Ethereum was proposed in late 2013 by Vitalik Buterin, a Russian-Canadian programmer who is widely regarded as the pioneer of smart contracts. His intention was to include the ability to build decentralized applications on the blockchain.

Buterin had earlier suggested and argued that the Bitcoin network needs a scripting functionality for the development of applications but he failed to gain support.

Buterin wrote the white paper for Ethereum. Its development began in 2014 and the core development team included Buterin, Charles Hoskinson (founder of Cardano), Mihai Alisie, and Anthony Di Iorio. Ethereum went live in 2015 with 72 million already mined.

Ethereum forks

There are two types of forks in the crypto sector – soft fork and hard fork. A soft fork is like an upgrade or update of the blockchain and does not result in new rules being implemented. It is just like updating an operating system of a computer.

A hard fork, on the other hand, is a radical change to the blockchain’s rules and can result in several chains. It is also called a chain split.

After the infamous DAO hack in 2016, Ethereum was forked into two distinct chains – ETH, the new chain that reversed the hack and Ethereum Classic (ETC), the original chain.

Ethereum has undergone a number of upgrades and is currently stuck on the Constantinople hard fork upgrade that has been called off a number of times.

Bitcoin and Ethereum: differences and similarities

Ethereum is often compared to Bitcoin, the world’s largest and most valuable cryptocurrency to date. There are a number of differences and similarities between the two.

  • They are both blockchain and subscribe to principles such as decentralization, immutability, etc.
  • Ethereum has a block time of 14s – 15 s whereas Bitcoin has a 10-minute block time.
  • Ethereum is slightly faster than Bitcoin. The former supports up to 15 transactions per second (TPS) while the latter can only handle 7 TPS.
  • Mining in Ethereum produces a constant number of new coins while the reward in Bitcoin halves every four years.
  • Bitcoin has a hard cap of 21 million coins and Ether has no hard cap.
  • The Ethereum network is working on a new consensus algorithm to migrate from the Proof-of-Work to a Proof-of-stake system that reduces the need for energy-intensive mining hardware.
  • Both protocols are still slow when compared to legacy systems such as Visa. They are both implementing off-chain solutions to improve the speed of transactions.

Competition, regulation, and future outlook

The Ethereum network is facing competition from a number of new blockchain protocols that offer the same functionality but with better scalability.

Tron is one of Ethereum’s main competitors led by Justin Sun who is not shy to take a swipe at the blockchain network. The platform also faces stiff competition from EOS which raised more than $4 billion in its ICO.

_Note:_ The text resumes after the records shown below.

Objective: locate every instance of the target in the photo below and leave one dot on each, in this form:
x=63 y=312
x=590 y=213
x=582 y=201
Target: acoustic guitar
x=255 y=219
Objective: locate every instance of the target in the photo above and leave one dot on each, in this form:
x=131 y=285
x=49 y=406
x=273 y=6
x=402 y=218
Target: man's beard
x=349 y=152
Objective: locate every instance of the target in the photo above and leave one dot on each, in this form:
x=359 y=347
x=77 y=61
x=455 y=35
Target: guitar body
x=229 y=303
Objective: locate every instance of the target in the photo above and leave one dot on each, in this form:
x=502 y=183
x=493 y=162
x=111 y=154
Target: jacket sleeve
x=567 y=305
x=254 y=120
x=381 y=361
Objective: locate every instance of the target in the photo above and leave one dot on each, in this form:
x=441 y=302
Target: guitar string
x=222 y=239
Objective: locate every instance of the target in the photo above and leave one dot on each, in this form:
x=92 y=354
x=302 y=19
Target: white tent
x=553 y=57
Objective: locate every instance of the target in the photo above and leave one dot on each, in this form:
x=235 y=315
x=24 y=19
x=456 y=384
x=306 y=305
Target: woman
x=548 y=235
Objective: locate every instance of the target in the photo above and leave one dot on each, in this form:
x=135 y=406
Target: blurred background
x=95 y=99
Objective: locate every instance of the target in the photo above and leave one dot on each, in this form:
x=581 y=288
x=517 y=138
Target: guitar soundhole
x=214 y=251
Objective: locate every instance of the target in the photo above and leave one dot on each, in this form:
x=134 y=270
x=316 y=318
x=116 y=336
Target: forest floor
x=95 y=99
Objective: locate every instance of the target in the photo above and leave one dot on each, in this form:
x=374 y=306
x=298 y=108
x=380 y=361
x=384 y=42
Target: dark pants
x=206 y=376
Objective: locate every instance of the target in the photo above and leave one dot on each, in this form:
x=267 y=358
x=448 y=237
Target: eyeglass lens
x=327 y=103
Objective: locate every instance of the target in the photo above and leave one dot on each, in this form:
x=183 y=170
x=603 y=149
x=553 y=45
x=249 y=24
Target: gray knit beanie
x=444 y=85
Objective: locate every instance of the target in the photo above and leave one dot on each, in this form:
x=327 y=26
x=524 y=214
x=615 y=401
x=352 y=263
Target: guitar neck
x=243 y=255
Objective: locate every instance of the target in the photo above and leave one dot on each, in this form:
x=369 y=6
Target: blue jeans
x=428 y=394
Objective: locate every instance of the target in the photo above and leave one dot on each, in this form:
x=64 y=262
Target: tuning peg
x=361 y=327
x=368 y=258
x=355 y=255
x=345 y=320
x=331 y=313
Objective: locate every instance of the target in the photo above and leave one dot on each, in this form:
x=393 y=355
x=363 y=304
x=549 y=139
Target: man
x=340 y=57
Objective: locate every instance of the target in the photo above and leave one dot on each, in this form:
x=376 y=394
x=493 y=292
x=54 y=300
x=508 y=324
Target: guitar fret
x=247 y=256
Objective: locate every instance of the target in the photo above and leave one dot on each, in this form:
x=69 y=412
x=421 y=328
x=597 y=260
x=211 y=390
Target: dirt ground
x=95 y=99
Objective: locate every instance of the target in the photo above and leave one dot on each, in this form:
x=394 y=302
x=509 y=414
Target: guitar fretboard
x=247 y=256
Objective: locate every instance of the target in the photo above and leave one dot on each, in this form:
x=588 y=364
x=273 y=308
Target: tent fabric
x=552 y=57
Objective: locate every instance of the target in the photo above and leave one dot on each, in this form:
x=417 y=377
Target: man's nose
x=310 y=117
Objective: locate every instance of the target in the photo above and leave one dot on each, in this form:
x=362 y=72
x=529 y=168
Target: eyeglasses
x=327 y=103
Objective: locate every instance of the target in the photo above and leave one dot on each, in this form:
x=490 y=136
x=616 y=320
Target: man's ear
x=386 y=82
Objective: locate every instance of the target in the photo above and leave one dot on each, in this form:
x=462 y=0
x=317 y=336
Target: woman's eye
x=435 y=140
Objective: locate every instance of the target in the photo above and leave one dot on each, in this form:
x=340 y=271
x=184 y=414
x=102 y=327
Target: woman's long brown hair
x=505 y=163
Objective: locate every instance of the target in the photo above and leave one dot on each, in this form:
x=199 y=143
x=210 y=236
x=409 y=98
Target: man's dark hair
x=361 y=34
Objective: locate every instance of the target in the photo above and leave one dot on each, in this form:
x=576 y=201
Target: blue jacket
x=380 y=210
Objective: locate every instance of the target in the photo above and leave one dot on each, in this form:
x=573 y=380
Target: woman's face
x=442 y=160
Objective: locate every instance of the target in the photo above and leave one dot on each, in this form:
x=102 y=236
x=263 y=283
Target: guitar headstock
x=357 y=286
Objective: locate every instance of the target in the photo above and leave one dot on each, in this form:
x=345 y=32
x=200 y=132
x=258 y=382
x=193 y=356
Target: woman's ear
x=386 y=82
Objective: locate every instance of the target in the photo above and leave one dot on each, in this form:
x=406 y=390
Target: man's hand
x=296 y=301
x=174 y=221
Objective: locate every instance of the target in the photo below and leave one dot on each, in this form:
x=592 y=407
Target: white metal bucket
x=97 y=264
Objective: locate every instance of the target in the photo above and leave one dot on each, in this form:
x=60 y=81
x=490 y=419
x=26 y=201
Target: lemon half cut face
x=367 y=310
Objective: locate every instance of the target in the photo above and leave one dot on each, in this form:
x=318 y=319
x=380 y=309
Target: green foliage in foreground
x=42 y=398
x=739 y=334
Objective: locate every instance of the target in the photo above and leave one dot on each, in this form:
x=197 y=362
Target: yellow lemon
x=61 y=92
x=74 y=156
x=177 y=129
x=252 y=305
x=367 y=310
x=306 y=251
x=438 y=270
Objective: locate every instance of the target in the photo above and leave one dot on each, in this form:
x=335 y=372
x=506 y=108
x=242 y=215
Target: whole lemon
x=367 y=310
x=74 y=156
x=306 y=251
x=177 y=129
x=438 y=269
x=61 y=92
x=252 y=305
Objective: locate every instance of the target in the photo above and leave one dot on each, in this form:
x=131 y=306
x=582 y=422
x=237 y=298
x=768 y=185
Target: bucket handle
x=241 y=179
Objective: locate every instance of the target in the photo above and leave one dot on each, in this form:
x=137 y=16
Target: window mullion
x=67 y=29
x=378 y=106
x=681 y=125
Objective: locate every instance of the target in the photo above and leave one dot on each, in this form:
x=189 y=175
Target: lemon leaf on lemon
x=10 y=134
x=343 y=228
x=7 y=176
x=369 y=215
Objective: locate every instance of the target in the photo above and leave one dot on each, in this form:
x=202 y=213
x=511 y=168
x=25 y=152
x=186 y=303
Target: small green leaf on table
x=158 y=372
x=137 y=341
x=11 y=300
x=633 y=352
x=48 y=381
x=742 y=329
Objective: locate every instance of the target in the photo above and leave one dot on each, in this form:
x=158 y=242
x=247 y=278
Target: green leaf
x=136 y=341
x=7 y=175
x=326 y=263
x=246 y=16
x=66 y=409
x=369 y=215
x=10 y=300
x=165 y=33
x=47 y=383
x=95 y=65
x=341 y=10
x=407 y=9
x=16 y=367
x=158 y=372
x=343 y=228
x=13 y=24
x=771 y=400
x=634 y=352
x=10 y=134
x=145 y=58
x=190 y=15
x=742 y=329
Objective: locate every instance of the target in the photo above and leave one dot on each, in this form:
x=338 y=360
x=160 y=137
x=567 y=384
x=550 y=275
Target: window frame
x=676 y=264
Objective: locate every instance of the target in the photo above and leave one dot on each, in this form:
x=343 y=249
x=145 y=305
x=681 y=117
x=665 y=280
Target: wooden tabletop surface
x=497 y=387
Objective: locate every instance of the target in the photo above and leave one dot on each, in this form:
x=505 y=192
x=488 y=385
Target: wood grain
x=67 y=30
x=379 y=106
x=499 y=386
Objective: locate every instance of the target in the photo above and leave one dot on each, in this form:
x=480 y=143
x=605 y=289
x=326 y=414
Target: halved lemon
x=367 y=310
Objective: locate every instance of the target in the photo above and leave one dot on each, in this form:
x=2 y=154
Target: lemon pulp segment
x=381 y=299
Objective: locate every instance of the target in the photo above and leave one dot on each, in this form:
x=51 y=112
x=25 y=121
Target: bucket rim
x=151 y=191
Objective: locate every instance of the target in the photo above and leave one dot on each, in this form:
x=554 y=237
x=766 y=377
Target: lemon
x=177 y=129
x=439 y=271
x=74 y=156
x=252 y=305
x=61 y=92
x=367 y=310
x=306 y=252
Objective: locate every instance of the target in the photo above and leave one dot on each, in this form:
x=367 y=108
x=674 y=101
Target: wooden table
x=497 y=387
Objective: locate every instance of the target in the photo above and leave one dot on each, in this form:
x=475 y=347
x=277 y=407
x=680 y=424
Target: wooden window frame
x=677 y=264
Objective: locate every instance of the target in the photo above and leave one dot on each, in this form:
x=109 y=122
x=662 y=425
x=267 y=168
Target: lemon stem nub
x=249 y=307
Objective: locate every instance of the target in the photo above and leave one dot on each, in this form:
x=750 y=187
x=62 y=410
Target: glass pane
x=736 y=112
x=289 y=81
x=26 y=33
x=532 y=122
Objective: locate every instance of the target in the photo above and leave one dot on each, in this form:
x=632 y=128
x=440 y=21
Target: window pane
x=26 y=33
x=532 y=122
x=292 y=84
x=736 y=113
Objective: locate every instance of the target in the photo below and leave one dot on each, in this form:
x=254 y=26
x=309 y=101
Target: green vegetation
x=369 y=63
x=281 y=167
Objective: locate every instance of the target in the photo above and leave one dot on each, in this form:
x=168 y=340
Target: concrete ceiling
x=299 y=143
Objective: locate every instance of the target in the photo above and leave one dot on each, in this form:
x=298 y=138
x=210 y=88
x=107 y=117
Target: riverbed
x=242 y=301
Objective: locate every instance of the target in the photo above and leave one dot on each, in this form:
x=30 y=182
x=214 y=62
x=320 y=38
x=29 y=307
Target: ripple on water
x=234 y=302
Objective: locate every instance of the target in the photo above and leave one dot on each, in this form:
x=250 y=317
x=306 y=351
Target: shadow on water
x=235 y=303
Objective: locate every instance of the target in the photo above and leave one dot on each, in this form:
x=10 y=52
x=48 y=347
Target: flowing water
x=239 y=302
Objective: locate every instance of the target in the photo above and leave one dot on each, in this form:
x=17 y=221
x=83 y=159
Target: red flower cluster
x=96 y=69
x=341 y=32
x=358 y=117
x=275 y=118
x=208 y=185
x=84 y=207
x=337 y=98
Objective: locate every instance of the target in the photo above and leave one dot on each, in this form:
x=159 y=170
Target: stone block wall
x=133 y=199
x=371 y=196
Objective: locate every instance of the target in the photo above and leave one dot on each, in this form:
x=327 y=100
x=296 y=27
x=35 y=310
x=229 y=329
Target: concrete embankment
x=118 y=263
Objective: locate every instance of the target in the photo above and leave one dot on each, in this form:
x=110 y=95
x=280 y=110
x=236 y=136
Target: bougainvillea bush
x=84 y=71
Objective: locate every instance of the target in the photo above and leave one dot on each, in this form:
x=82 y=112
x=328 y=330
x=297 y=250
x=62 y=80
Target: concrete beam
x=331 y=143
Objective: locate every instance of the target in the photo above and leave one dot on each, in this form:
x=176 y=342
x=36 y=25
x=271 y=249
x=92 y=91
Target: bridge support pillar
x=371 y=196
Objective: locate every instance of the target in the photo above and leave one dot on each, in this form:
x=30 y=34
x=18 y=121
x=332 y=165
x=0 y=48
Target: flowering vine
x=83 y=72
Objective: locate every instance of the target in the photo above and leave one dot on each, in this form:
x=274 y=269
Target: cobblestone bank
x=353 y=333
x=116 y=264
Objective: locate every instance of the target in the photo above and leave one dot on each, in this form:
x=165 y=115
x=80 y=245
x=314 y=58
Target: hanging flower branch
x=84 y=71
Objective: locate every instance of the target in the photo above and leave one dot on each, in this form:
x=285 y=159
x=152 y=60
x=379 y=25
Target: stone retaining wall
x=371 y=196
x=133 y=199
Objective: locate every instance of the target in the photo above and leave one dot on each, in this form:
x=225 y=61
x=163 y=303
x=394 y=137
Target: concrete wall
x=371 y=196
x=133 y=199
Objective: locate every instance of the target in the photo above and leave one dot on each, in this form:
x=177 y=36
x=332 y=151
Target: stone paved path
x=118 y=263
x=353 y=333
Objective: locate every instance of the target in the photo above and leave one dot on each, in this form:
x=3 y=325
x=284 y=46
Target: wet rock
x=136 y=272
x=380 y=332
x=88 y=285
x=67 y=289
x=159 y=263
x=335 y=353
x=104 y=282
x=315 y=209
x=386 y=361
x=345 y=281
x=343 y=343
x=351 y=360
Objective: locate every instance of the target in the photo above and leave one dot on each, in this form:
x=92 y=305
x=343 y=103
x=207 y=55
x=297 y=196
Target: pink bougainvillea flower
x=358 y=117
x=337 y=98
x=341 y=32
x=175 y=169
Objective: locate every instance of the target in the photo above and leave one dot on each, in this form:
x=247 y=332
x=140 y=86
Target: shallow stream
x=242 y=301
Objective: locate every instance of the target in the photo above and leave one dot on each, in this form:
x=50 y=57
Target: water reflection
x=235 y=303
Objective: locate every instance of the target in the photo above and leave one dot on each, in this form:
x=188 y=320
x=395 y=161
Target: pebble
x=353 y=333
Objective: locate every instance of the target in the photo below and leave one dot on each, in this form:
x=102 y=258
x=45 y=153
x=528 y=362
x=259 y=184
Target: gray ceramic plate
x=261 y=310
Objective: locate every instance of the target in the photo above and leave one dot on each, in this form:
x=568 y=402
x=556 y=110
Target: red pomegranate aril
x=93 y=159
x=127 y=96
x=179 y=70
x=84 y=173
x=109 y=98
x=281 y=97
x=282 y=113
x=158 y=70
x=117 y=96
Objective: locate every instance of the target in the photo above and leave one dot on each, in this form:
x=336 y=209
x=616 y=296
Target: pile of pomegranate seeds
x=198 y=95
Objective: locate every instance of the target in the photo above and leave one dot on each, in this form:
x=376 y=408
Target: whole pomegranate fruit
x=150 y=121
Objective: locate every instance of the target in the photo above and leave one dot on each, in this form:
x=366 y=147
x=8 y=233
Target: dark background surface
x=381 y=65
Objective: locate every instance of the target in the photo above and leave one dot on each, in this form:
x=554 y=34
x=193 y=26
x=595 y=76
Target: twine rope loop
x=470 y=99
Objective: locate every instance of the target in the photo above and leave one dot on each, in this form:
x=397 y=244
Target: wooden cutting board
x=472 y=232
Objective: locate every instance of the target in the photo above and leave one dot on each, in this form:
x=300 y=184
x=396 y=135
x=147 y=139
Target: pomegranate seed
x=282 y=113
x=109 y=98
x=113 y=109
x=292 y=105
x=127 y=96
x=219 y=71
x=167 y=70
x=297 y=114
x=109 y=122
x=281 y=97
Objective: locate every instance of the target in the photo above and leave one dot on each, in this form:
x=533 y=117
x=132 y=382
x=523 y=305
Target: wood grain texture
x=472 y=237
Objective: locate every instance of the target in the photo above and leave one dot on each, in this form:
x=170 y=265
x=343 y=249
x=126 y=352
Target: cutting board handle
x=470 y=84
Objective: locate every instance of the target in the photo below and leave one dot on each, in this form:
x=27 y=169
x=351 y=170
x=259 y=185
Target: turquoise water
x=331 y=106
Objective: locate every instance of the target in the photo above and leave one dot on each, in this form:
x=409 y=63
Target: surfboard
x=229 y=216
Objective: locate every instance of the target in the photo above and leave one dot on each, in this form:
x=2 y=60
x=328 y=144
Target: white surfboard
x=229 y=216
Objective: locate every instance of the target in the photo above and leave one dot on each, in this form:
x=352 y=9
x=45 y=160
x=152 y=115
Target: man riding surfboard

However, a report surfaced last year claiming that EOS is not a blockchain but an over glorified cloud database. EOS fought back and said the report was published by entities affiliated with Ethereum.

In terms of regulation, Ethereum is not considered to be a security by the U.S Securities and Exchanges Commission (SEC) because it has achieved a sufficient level of decentralization.

The future of Ethereum is not under threat at all but with the ICO market taking a backseat, it could harm the price of Ether in the long-term. Ether derived much of its value from its use as the base platform for launching ICOs.

With future hard fork upgrades in the pipeline, Ethereum has good days ahead and can continue being a force to reckon with. It will likely become stronger and resistant to attack if it implements a new consensus mechanism that does not give advantages to ASIC miners.